We will talk about 2 latest deep learning papers, 2 things from the community that I found useful, and 1 useful open-source project from GitHub. With this format, I hope we will be able to spread more good ideas and news every week!

2 Deep Learning Papers
Imagen - Photorealistic Text-to-Image Diffusion Models with Deep Language Understanding
Imagen is a new and state-of-the-art text-to-image model that has extreme photorealism and language understanding. Imagen can generate images of super-high resolution from text inputs.
Imagen Architecture
Imagen Architecture
From an architectural point of view, Imagen looks simple and straightforward. It contains a frozen large language model(LLM) as a text encoder that maps input texts into text embeddings, a text-image diffusion model that transforms text embeddings into 64x64 images, and 2 super-resolution models that upscale the image to 256x256 and 1024x1024 sizes respectively.
Imagen beats pretty much all current state-of-the-art image generation models such as recent DALLE•2, GLIDE, VQGAN+CLIP, and Latent Diffusion.
Comparison of Imagen with other image generation models
Comparison of Imagen with other image generation models
More technical details about Imagen can be found in its paper and webpage. Some amazing tweets showcasing images created by Imagen are herehere, and here.

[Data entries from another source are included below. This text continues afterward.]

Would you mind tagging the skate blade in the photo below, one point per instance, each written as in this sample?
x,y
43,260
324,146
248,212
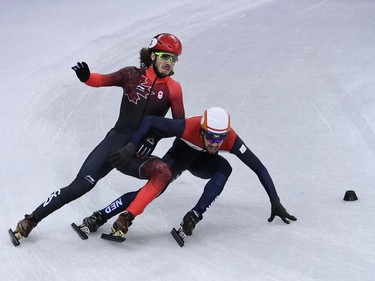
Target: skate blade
x,y
179,236
15,237
115,236
77,229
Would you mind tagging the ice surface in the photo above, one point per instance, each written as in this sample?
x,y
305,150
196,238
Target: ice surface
x,y
296,75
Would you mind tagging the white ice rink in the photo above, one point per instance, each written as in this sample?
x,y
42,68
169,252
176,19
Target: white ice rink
x,y
297,76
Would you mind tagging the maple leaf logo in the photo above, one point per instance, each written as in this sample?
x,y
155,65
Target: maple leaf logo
x,y
141,90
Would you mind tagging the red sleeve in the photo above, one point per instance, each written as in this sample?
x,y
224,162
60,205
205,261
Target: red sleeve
x,y
96,80
177,103
113,79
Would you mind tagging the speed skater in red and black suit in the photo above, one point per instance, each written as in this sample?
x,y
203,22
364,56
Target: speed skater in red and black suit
x,y
148,90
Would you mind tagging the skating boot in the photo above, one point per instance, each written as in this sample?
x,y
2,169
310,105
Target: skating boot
x,y
89,224
119,228
23,229
189,221
25,225
123,222
94,221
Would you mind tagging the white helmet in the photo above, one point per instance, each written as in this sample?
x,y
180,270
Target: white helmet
x,y
215,122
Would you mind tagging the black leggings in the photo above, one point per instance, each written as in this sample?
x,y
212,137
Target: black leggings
x,y
180,157
95,167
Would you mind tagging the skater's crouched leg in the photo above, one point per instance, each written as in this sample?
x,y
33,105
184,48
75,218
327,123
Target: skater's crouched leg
x,y
158,172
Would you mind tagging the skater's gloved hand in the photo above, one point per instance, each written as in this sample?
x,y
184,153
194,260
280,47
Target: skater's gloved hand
x,y
146,147
82,71
278,210
121,158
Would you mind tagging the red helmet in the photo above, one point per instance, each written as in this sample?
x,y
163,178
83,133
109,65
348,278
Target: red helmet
x,y
166,42
215,121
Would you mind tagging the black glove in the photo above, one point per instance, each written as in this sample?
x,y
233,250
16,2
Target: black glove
x,y
121,158
278,210
146,147
82,71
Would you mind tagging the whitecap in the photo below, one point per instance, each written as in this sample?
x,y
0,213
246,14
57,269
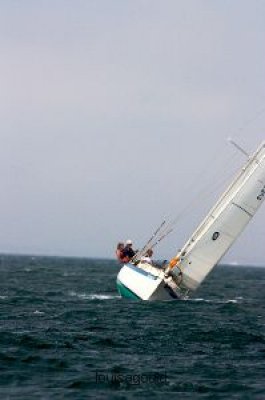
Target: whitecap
x,y
93,296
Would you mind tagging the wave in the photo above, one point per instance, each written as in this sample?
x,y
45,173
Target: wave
x,y
224,301
93,296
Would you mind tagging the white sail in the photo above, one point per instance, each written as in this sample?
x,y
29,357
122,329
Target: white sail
x,y
224,223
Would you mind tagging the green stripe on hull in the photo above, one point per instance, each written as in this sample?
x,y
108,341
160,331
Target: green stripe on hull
x,y
125,292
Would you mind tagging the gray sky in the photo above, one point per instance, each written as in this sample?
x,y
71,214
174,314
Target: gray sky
x,y
115,114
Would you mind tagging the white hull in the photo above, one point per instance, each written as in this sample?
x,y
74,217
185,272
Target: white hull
x,y
145,282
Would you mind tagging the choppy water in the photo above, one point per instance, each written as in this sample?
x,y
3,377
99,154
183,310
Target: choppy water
x,y
66,334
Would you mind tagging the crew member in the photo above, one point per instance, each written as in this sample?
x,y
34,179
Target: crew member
x,y
122,258
128,250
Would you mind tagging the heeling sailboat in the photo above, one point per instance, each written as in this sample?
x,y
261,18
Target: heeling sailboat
x,y
206,246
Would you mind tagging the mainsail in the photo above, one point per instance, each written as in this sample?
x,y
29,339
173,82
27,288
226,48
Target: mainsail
x,y
224,223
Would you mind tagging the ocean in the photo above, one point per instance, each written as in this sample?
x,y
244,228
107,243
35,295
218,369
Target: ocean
x,y
66,334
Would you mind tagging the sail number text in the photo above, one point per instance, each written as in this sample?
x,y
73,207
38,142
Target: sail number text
x,y
262,193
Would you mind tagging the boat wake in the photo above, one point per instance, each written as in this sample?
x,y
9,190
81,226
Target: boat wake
x,y
224,301
93,296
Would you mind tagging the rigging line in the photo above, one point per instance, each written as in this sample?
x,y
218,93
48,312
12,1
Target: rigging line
x,y
165,229
202,194
204,191
139,253
188,188
248,122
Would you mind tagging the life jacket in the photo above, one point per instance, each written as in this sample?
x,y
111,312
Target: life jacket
x,y
121,258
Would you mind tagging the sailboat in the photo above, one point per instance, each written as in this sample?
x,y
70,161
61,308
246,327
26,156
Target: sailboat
x,y
206,246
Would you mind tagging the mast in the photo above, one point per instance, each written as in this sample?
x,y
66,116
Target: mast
x,y
224,223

Gato - A Generalist Agent 🐈
Gato is a new generalist agent that can perform a wide range of tasks such as playing Atari games, captioning images, playing a dialogue, following instructions, stacking blocks with a real robot arm, and navigating in simulated 3D environments, etc…
Gato 🐈
Gato 🐈
Gato was trained on (and can perform) 604 distinct tasks. Its training dataset contains diverse data such as images, texts, button presses, and many more. Its architecture is a single and large transformer model, something that shows the extreme performance of the Transformer. Isn’t fascinating that a single model can perform over 600 tasks using the same weights?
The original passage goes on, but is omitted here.